質問は視聴者からの投稿だと言うが、これウマ娘が投稿していないか?
「ふゥん…これはあれかな。私は首を突っ込むタイミングを間違えたかな?あまり周りに関心がなかったので正確なところは知らないが…シャカールくんはどう思う?君、その手のデータも調べているだろう?」
「あん?……あー、知ってる範囲じゃ、このバ鹿含め10人も居なかったと思うけどよ。…そもそもデビューできねえ連中が大半なんだから、今更珍しい事でもねェよ」
アグネスタキオンが話を振れば、実に嫌そうな顔をしてエアシャカールが答えた。
「ふむふむ。確かにデビューできるのは一握りの優秀なウマ娘に限られますからね…」
「…喋りすぎた。とっとと行くぞ」
そう言って、アグネスタキオンの襟首を後ろからむんずと掴むと、そのまま引きずって行ってしまった。
「あぁぁぁ、その掴み方はやめて貰えないかいシャカールくん!首が!首が絞まるんだ!脳細胞が死滅したらどうする!あぁぁぁぁぁぁ」
でかした、エアシャカール。
「…あ、オグリキャップさんじゃないですか」
時間は昼過ぎ。
大体のトレセン学園生は食事ないし練習場にいる頃合いのため、外に出ることになったが、ターフに出る前にやたら目立つ人物がいた。
オグリキャップ。
生粋のアイドルウマ娘と呼ばれる、地方トレセン学園出身のスターウマ娘だ。
芦毛に整った容姿。
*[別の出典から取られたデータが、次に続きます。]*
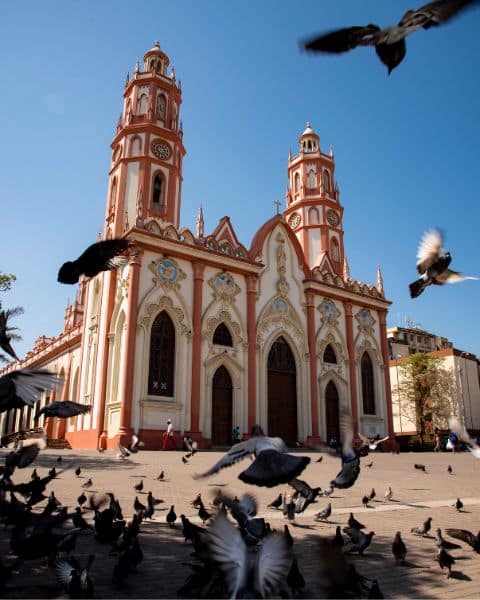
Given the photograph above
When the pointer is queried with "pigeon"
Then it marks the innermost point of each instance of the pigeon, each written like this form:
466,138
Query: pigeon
465,536
350,458
423,529
6,332
276,503
171,517
432,264
63,410
272,465
25,387
464,436
389,43
98,257
399,550
324,514
445,560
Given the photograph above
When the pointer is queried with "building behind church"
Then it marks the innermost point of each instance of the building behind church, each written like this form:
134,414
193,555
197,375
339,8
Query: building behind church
203,330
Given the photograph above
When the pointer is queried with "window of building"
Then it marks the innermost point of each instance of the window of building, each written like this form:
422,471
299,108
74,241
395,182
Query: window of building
329,355
368,389
222,336
162,356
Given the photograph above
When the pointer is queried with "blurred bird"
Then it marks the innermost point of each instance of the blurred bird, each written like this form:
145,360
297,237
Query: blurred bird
98,257
432,264
24,387
272,464
424,528
389,43
399,550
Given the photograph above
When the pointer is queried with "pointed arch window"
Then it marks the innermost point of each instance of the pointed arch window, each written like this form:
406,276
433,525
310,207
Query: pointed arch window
368,388
222,336
162,356
329,355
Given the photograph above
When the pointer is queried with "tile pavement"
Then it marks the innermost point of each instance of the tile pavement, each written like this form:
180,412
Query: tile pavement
416,496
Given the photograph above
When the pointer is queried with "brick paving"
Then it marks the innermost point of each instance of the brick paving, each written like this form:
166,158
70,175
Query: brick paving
417,495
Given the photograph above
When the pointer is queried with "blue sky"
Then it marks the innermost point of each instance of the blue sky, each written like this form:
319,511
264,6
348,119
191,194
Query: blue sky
406,146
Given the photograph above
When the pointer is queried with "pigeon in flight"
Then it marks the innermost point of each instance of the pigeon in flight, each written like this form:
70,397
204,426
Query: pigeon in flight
389,43
272,464
63,410
432,264
98,257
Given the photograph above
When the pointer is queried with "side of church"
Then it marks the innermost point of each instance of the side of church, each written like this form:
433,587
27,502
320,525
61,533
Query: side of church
198,328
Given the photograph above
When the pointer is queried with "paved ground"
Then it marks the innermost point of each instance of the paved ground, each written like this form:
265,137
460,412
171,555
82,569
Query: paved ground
416,496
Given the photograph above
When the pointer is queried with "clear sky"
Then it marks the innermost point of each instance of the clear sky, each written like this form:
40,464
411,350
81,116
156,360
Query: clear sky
406,146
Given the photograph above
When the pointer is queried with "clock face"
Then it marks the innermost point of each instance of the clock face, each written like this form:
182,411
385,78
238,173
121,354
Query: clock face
160,149
294,220
332,217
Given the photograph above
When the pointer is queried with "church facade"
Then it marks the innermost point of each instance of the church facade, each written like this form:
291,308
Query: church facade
199,328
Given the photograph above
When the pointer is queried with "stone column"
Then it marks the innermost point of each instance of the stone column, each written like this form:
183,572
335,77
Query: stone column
351,365
128,358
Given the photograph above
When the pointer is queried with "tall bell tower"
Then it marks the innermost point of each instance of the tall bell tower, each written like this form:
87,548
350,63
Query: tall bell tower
147,150
313,208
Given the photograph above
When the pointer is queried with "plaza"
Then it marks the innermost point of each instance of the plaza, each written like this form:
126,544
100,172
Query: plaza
416,496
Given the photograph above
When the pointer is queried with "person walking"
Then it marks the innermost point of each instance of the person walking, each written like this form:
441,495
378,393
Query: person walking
169,436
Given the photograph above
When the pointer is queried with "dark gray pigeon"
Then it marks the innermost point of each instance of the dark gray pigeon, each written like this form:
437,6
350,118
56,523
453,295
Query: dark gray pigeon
432,264
272,464
389,43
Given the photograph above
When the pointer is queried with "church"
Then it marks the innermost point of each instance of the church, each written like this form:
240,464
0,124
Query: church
205,331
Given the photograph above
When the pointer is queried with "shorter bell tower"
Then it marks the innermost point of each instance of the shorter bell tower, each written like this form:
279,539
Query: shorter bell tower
313,207
147,150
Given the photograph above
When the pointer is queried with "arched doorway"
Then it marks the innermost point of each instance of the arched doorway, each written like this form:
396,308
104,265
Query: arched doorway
331,412
222,408
282,393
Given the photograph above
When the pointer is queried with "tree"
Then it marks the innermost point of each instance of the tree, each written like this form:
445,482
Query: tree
427,391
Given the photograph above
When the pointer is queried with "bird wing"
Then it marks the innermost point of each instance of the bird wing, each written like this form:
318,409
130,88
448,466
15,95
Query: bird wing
272,564
429,250
342,40
229,552
237,452
462,534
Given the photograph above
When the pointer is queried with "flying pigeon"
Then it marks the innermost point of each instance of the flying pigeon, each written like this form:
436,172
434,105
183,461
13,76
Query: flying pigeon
272,464
432,264
20,388
63,410
389,43
98,257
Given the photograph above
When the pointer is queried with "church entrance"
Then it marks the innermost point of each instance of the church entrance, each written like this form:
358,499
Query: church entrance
331,410
282,393
222,408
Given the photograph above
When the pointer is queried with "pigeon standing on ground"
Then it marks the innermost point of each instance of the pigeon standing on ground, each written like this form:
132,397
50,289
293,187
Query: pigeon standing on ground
389,42
272,465
432,264
98,257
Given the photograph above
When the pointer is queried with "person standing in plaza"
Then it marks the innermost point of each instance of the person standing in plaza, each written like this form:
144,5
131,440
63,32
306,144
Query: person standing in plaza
168,436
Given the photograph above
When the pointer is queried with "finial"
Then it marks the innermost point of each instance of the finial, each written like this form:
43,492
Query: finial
379,281
200,223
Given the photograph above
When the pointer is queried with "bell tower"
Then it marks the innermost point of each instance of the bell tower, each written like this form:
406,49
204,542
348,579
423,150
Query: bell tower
145,177
313,207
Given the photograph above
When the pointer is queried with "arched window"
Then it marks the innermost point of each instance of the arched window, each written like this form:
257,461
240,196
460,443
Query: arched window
326,181
142,104
368,389
162,356
329,355
161,105
157,192
222,336
335,250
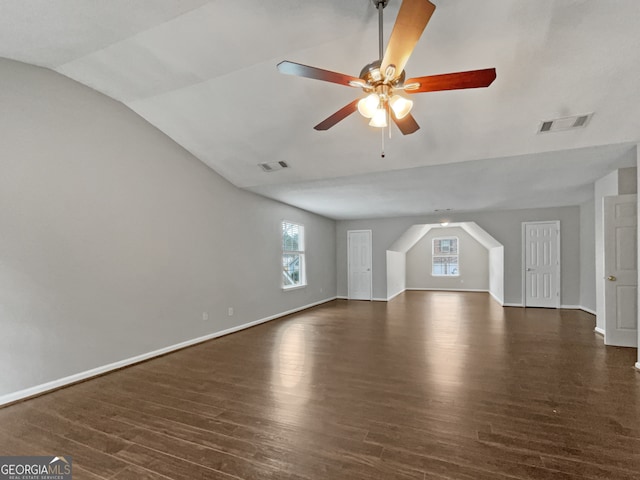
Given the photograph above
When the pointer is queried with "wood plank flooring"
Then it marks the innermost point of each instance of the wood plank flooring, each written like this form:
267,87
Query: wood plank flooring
432,385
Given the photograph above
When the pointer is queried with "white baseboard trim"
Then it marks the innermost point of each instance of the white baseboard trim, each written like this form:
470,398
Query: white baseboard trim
94,372
447,290
493,295
395,295
578,307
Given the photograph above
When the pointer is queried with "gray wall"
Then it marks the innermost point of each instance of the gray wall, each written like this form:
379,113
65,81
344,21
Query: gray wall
473,263
588,256
114,239
504,226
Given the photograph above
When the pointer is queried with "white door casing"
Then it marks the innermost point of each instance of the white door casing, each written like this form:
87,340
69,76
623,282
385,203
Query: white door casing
541,255
359,258
621,270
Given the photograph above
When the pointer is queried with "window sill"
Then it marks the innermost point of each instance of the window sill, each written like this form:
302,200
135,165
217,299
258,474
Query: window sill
293,287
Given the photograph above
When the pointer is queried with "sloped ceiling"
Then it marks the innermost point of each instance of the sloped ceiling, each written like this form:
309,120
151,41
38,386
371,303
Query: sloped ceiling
204,73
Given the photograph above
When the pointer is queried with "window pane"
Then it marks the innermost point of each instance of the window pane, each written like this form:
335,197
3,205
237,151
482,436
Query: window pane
445,265
291,264
445,246
290,236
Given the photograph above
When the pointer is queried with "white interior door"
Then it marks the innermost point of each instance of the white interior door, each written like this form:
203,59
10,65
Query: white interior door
359,259
621,270
542,264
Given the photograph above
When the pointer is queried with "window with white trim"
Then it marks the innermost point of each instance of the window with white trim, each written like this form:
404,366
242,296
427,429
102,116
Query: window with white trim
444,259
293,268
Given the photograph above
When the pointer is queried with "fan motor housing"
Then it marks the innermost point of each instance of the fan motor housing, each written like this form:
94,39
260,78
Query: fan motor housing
373,76
382,3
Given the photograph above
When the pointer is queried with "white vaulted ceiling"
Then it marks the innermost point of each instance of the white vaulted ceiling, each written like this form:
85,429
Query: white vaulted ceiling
204,72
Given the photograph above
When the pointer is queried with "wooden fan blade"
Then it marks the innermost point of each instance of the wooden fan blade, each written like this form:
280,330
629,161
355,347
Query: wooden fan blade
407,124
411,21
453,81
340,115
291,68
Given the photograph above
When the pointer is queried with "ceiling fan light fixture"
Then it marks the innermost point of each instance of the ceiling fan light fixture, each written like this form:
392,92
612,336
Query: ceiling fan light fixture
379,118
390,71
401,106
368,105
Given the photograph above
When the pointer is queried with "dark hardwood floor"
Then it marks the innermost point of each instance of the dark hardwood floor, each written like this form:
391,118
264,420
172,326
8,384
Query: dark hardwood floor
433,385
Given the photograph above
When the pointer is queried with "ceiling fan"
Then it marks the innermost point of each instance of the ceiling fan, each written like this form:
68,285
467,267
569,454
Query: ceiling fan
382,79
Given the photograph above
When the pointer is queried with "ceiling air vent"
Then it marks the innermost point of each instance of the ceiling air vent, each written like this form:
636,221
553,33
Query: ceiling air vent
273,166
565,123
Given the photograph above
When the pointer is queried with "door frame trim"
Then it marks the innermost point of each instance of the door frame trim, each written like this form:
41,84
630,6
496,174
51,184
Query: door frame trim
524,260
349,263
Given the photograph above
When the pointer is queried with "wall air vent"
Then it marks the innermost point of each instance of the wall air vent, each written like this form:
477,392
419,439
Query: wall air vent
273,166
564,123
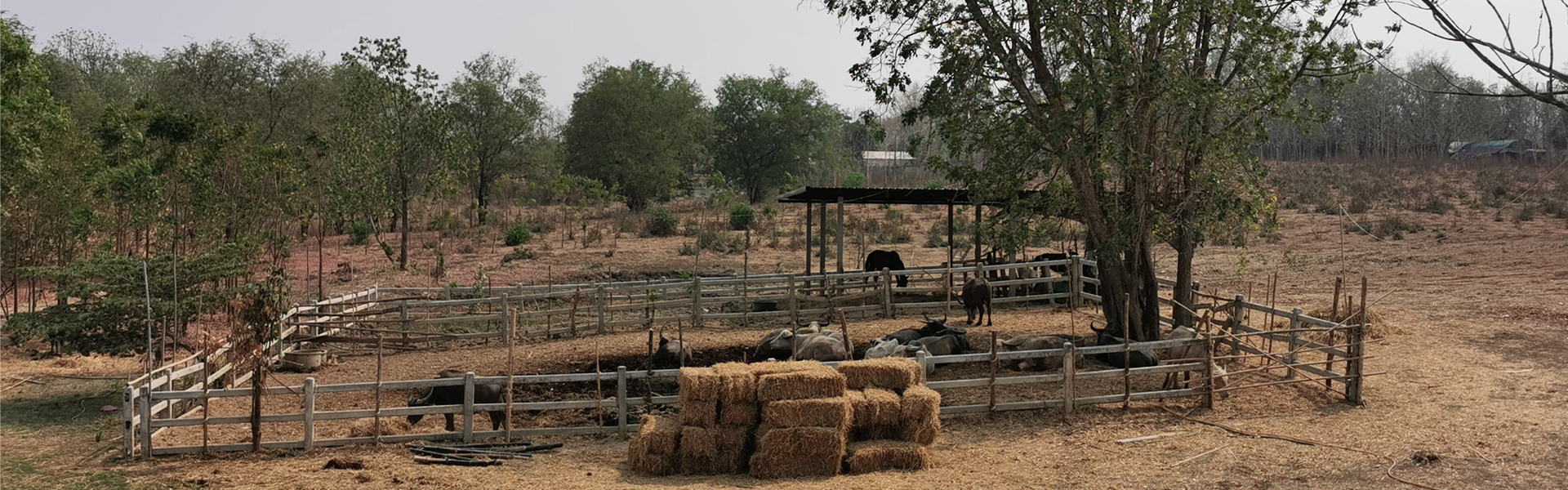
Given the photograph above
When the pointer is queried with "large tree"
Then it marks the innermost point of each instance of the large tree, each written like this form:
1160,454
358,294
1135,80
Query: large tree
499,114
770,129
639,127
392,122
1094,93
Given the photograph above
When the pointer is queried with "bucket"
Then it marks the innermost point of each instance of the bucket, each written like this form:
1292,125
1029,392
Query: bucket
305,359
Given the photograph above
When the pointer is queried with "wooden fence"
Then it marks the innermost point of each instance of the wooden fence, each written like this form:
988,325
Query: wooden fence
187,387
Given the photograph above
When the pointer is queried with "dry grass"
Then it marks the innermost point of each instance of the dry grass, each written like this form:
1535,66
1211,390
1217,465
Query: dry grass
883,456
830,412
809,384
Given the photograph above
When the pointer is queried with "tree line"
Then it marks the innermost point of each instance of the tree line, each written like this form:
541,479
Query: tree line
211,158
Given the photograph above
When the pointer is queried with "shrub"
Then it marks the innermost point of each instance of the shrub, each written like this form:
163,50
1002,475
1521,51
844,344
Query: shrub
661,222
853,181
518,234
359,233
742,217
519,255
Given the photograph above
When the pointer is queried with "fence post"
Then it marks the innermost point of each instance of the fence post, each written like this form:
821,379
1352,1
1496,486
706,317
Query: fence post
599,306
145,430
886,287
620,399
697,302
1356,345
129,413
468,408
794,305
310,413
1068,372
1075,283
1295,335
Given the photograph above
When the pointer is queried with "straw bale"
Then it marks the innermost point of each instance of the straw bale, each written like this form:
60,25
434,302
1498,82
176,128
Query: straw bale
698,449
390,426
875,408
833,412
799,451
922,432
884,372
734,448
661,434
883,456
700,384
800,385
737,384
737,413
921,403
698,413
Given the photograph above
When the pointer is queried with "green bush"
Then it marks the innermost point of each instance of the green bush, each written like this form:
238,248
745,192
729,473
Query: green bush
742,217
358,233
518,234
853,181
662,224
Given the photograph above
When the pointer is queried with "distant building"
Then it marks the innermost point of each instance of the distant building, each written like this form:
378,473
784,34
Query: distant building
1498,149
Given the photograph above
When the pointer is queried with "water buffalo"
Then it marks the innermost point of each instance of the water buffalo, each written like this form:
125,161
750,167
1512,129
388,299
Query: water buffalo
828,346
889,260
671,354
978,301
453,396
1034,343
1136,359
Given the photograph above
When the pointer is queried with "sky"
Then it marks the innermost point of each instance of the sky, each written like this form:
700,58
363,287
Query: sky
555,40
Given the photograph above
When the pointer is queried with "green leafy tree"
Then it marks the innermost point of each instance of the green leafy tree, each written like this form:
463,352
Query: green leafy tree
394,124
770,127
637,127
499,115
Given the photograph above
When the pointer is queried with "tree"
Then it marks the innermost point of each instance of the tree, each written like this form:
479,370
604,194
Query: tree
499,114
1092,93
768,129
637,127
394,122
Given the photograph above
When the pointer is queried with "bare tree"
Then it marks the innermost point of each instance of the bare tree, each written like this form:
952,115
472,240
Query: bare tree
1504,57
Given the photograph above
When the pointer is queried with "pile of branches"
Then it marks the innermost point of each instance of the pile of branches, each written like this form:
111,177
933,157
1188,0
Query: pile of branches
477,454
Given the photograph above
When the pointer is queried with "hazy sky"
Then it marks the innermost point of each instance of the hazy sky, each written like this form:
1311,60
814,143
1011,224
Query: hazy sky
555,40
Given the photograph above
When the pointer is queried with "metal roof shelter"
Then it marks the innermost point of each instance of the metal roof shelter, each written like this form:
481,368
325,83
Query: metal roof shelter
855,195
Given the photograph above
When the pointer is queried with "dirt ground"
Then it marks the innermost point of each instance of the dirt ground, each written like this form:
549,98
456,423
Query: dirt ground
1470,369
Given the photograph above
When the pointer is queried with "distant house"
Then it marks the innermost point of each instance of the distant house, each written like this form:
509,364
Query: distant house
1498,149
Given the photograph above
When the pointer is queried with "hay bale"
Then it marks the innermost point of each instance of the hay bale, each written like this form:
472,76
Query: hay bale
809,384
700,384
661,434
883,456
737,413
875,408
737,384
698,449
698,413
886,372
831,412
734,448
920,404
799,451
922,430
390,426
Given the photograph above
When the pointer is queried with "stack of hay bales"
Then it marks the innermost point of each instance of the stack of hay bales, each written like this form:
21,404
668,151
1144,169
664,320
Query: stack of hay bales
896,416
795,418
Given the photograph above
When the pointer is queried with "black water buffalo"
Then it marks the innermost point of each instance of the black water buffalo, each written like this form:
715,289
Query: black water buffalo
978,301
671,354
889,260
1137,359
453,396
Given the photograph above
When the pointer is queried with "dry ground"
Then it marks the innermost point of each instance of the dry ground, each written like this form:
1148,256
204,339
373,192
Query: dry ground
1476,314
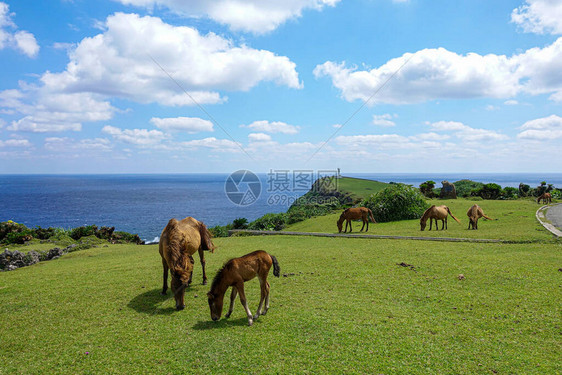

天然気味の素朴な言動。
そして何よりも、兎にも角にも、食う。
やたらと食う。
一時期は食堂で食べていると悪目立ちしてしまうことから、食事を受け取っては人目のつかないところで食べていたようだが、いつ頃からか堂々と食べるようになっていた。
その結果、とんでもない量を平気で平らげる彼女の姿は、昼時の風物詩となっている。
「…今日はおにぎりか」
おにぎりを美味しそうに頬張るオグリキャップは実に幸せそうな顔をしているが、食べているそれの大きさは尋常ではない。
炊き上がった米を炊飯器分そのまま握りましたと言われても全く違和感がないサイズだった。
人の頭ほどもあるサイズを、あの小さな口でもそもそと食べる姿は動物のようで微笑ましくはあるが、一体あの量がどこに消えているのかは甚だ疑問が尽きない。
私としては、いくら食べていようが、レースであれだけの脚を見せてくれるのだからどうでもいいというのが正直な感想ではあるが、会長としては周囲がついつられ、食べすぎてしまうことを危惧しているとか。
確かにスケールが異常だから、つられてしまうのも良くわかる。
その点、タマモクロスは良くもまあ毎度食事に付き合っているものだと思うが、こちらはむしろ少食すぎて心配になる。
競い合うに十分な相手の一人なので、あまり体調を崩されると困る。
そんなことを考えていたからだろうか。
「すみません、少々インタビューさせていただいてもよろしいでしょうか!」
二人に突っ込んでいくリポーターを制し損ねてしまった。
なぜ私がこんなことに気を揉まなくてはならないのだろうか、などと思いつつも、後でエアグルーヴから説教を受けるのも釈然としない。
仕方なしに、その後をついていくのだった。